Perhaps even more remarkable than his insight about the origins of life was the insight that he was one of many experts over the past few decades who had solved seemingly unsolvable problems in this way — either through psychedelics or thought experiments in which they “became the problem.” For instance, in the 1950s, Einstein would sometimes arrive at solutions by imagining riding alongside a beam of light or being a man in a falling elevator. “It’s through that embodiment, or perspectivism, that he came up with a lot of his great insights,” Damer says. In 1983, the Nobel Prize-winning biochemist Kary Mullis invented polymerase chain reaction (PCR), a now-indispensable technique for rapidly producing millions of copies of DNA, by dancing with molecules on a long drive from Berkeley to Anderson Valley: “DNA chains coiled and floated. Lurid blue and pink images of electric molecules injected themselves somewhere between the mountain road and my eyes.” The insights emerged during an acid-laced phase of his life. “What if I had not taken LSD ever?” he later mused. “Would I have still invented PCR? I don’t know. I doubt it. I seriously doubt it.” In the 90s, Steve Jobs would drop acid in a wheatfield in Sunnyvale, California, and famously quip, after many subsequent journeys and inspired product designs, “LSD shows you that there’s another side to the coin, and you can’t remember it when it wears off, but you know it.” 

For a while, in the ‘60s, people studied these so-called “solutioneers” who had insights on psychedelics and suddenly understood the problems they were trying to solve. In a seminal paper on the topic by Willia Harman and Jim Fadiman, one subject reported an “ability to grasp the problem in its entirety, to ‘dive’ into it without reservations, almost like becoming the problem” and “awareness of the problem itself rather than the ‘I’ that is trying to solve it.” Another participant “spent a productive period… climbing down [their] retina, walking around and thinking about certain problems relating to the mechanism of vision.” Other descriptions related to the creative process itself: “I got the feeling that creativity is an active process in which you limit yourself and have an objective, so there is a focus about which ideas can cluster and relate” and “the sense of the problem as a living thing that is growing toward its inherent solution.”

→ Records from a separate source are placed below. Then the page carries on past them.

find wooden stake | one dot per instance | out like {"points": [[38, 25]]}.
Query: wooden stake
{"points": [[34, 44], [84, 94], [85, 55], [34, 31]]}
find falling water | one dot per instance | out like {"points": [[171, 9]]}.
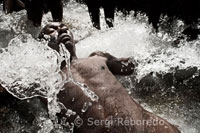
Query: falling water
{"points": [[35, 67]]}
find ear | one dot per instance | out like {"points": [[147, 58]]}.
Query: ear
{"points": [[20, 3]]}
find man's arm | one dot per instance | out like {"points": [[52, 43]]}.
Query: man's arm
{"points": [[118, 66]]}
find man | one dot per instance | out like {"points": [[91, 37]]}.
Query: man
{"points": [[101, 104]]}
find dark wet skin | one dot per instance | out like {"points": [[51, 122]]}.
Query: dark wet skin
{"points": [[97, 73]]}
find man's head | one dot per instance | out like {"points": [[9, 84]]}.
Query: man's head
{"points": [[58, 33]]}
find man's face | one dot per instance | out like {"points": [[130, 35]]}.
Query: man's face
{"points": [[58, 33]]}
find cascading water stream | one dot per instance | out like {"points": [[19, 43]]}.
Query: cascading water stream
{"points": [[39, 72]]}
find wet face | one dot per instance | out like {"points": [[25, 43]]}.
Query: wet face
{"points": [[58, 33]]}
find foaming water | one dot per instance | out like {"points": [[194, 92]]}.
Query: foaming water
{"points": [[25, 60]]}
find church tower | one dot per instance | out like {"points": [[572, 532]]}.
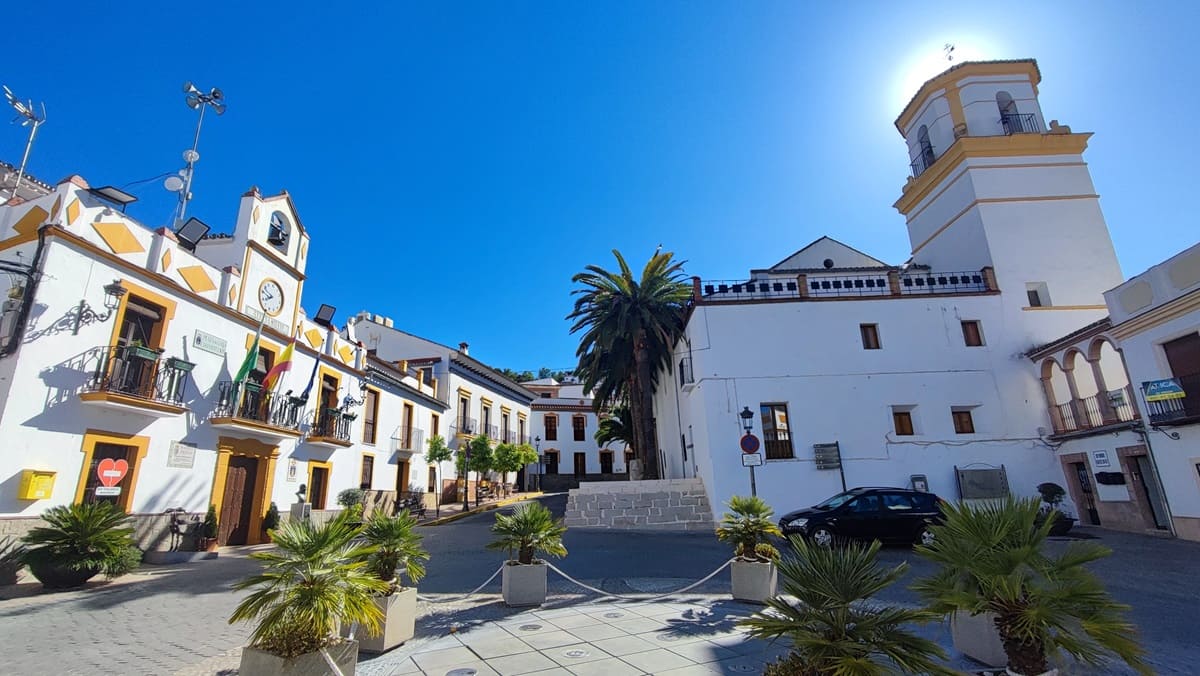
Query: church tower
{"points": [[993, 184]]}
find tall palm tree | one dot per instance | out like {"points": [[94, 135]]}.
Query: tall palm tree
{"points": [[630, 327]]}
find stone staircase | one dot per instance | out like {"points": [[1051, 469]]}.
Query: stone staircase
{"points": [[667, 504]]}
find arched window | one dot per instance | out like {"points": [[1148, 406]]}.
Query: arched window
{"points": [[925, 151]]}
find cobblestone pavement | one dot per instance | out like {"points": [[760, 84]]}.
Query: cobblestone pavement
{"points": [[173, 620]]}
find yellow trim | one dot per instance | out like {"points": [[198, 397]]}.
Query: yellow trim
{"points": [[282, 295], [90, 438], [168, 312], [997, 201], [969, 147], [329, 478], [1158, 316], [951, 79]]}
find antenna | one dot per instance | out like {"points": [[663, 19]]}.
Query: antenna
{"points": [[29, 118], [196, 100]]}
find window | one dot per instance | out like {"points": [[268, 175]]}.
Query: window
{"points": [[580, 424], [963, 422], [1038, 294], [370, 412], [870, 335], [775, 434], [971, 334], [367, 472]]}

But, in the late ‘60s, just as  psychiatrist Humphrey Osmond was hoping to fund further studies on the topic through the Ford Foundation, the governor of California sent a cease-and-desist letter to halt all further research. Solutioneer studies were largely abandoned for half a century, even as a few modern studies on psychedelics and creativity cropped up here and there as the psychedelic renaissance kicked in. In 2025, however, it finally appears to be the right time to revive it. 

Along with the Charmaine and Gordon McGill Center for Psychedelic Research and Therapy at the University of Texas-Austin’s Dell Medical School and health and wellness organization Ways2Well, Damer has teamed up with scientists and entrepreneurs to form the Center for Multidisciplinary Investigation into Novel Discoveries and Solutions (MINDS), a nonprofit organization “advancing research into tools and practices that catalyze breakthrough insights and innovation to help humanity solve its most pressing challenges.” In January, they launched their landmark study on creativity and psychedelics, though other consciousness practices such as breathwork and meditation will likely be the target of future studies as well.  

“When [the FDA ruling] came,” Damer says, referring to MAPS’ application to legalize MDMA-assisted psychotherapy for PTSD last August, “we felt in a sense the burden and the duty to present other useful applications for psychedelic practice, beyond therapeutics, to push the lever a bit. Wellness is very important, but there are other benefits [it can bring] to society. That’s a major driver behind MINDS.” 

Could it be that psychedelics will help us find solutions to the problems we face surrounding climate change, poverty, inequality, healthcare, infectious disease, war, and artificial intelligence? If so, under what conditions? Psychedelics don’t always lead to useful insights, so what is happening in the brain, body, and environment when they do?